DeWitt Wins, Kindergarten Teacher Makes WSOP Dream Come True in the Millionare Maker
A teacher from Vancouver, Washington playing her first-ever World Series of Poker event came one spot from turning $1,500 into $1 million in the 2016 WSOP $1,500 Millionaire Maker event on Tuesday night.
Lisa Meredith still took home $500,000 for her third-place finish, with now two-time WSOP Bracelet winner Jason DeWitt going on to win the title and $1.065 million, defeating fellow pro Garrett Greer heads up.
Greer seems to be making a career of finishing runner-up in big tournaments, having famously finished second in the WPT $10,000 Five Diamond World Poker Classic in 2015 for $1.17 million and the WPT $3,500 Showdown Championship at Seminole Hard Rock for $458,722 in April of this year. Thanks to a payout structure that guaranteed the top two finishers in the event would be millionaires, Greer took home $1 million for the runner-up finish this time around.
Meredith, a kindergarten teacher who picked up poker six years ago, said she has always wanted to play in the WSOP Main Event.
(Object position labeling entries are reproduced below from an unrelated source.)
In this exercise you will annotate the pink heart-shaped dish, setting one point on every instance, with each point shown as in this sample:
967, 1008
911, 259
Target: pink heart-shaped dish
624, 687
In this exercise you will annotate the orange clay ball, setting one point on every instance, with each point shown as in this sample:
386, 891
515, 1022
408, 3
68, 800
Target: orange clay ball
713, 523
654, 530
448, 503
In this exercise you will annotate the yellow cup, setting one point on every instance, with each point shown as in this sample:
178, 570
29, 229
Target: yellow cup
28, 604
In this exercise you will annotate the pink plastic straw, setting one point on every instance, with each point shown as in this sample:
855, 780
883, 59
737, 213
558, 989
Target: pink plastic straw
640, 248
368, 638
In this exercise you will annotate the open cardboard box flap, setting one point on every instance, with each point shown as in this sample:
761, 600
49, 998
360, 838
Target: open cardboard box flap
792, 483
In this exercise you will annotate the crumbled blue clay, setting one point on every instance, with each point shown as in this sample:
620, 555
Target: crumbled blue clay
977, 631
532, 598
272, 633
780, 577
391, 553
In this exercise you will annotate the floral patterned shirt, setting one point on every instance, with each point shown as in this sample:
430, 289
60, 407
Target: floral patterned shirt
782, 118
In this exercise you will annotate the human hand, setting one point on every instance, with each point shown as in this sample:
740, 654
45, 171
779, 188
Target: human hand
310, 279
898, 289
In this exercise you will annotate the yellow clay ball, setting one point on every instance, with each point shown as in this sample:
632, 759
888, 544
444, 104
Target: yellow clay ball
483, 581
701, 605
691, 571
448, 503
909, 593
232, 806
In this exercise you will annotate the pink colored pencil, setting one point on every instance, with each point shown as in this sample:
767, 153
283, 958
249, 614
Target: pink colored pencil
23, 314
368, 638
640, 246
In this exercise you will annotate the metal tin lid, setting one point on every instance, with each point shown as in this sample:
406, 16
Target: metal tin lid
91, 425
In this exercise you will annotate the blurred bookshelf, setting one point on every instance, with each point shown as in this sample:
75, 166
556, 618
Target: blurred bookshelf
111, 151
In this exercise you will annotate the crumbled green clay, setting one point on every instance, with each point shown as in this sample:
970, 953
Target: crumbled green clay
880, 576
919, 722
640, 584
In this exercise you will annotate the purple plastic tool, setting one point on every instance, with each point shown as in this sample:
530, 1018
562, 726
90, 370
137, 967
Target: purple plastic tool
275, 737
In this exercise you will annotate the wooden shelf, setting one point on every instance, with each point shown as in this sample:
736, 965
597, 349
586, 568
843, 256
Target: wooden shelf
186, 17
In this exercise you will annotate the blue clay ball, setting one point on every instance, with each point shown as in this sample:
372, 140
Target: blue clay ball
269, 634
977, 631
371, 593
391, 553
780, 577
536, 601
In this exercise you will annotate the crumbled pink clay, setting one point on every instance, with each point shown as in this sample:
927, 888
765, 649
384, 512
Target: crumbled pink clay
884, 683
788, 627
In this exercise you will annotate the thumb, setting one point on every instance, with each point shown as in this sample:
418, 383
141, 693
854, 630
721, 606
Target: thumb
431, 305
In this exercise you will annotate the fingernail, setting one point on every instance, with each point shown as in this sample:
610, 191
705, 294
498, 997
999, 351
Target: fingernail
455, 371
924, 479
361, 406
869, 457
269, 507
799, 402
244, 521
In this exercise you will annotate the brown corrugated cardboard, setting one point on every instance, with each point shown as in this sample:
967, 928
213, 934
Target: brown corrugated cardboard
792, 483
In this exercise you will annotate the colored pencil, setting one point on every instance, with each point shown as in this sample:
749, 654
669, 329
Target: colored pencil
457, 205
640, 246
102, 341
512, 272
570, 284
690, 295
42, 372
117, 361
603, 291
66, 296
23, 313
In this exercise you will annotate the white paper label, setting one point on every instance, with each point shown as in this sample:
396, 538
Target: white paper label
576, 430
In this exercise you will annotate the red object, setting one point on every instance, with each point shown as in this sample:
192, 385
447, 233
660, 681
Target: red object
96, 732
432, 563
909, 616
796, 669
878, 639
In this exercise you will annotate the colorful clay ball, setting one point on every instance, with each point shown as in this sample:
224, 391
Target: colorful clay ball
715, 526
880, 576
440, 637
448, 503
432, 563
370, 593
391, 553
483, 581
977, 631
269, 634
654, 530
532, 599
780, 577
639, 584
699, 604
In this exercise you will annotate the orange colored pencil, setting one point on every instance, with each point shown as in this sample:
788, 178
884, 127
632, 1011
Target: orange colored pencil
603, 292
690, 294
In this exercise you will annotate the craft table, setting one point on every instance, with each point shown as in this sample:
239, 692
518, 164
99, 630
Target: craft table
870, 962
She traveled to Las Vegas with her husband for this event after winning five figures in a local tournament and compromising on the more affordable $1,500 buy-in for the Millionaire Maker.
Getting past all but two players in the event's massive 7,190-entry field didn't make Meredith $1 million, but the $500,000 she took for third would still have to be considered an amateur player's dream come true.
Meredith said she planned to pay off her house, take a vacation, and put the rest of the money away in savings.
As a professional player, DeWitt said winning a second bracelet proves his decision to try to make a living at this game was a solid one.
"I really think this is a validation to win a second gold bracelet," DeWitt said. "I feel that everybody has one bracelet with so many events on the schedule. If you play the whole WSOP, and most pros do that, most of them have one now, so this definitely is validation, because two is so hard to do."
Although even third-place money may have been life-changing for Meredith, DeWitt says adding the million dollar prize to his already $1.886 million in career live tournament earnings won't change much for him.
“Nothing's going to change," he said. "I'm not going to get a new car. I already have a good lifestyle."